The movements can cause twisting, abnormal positions, pain, and disability. There is no cure for dystonia and treatment options depend on location of the affected muscle and the severity of the condition. Dystonias usually do not impair the patient's cognitive ability (i.e., reasoning, judgment, memory) or intelligence.
Types of dystonia are classified in three ways: Dystonias can be classified according to the part of the body affected
- Generalized dystonia involves most or all of the body.
- Focal dystonia is found in one specific area of the body, such as a limb, eyelids, or neck.
- Segmental dystonia occurs in two or more adjacent parts of the body.
- Multifocal dystonia involves two parts of the body that are not adjacent.
- Hemidystonia affects an arm and leg on one side of the body.
Certain dystonias have more specific names.

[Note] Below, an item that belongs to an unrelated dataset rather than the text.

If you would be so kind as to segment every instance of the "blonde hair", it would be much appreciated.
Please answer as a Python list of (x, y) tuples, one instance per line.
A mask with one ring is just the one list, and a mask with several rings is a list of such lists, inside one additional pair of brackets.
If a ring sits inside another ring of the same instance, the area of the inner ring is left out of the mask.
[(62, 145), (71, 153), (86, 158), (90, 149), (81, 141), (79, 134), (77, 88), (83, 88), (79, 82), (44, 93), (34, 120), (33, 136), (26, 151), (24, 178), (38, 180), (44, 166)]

Cervical dystonia affects the neck muscles that position the head. Blepharospasm causes the eyelids to close without control, often resulting in functional blindness. Writer's cramp affects the hands, fingers, and forearm.
Dystonia can be classified by the age that symptoms start to appear
- Early onset—before age 30
- Late/adult onset—after age 30
- Infantile—before age 2
- Childhood—between the ages of 2 and 12
- Juvenile—between the ages of 13 and 20
- Adult—after age 20
In patients who develop dystonia as children, the condition is more likely to progress to additional parts of the body.
Dystonias can be classified as primary or secondary
- Primary—develops on its own, apart from any illness
- Secondary—occurs with an illness, trauma, or from medications or toxins
Incidence and Prevalence of Dystonia
According to The Dystonia Medical Research Foundation, at least 300,000 people in North America have some form of dystonia, and it can affect people of any age or background. Some particular dystonias are more common to certain groups. For example, about twice as many women develop cervical dystonia as men. Approximately 50 percent of all dystonia cases are primary (i.e., unrelated to illness or injury).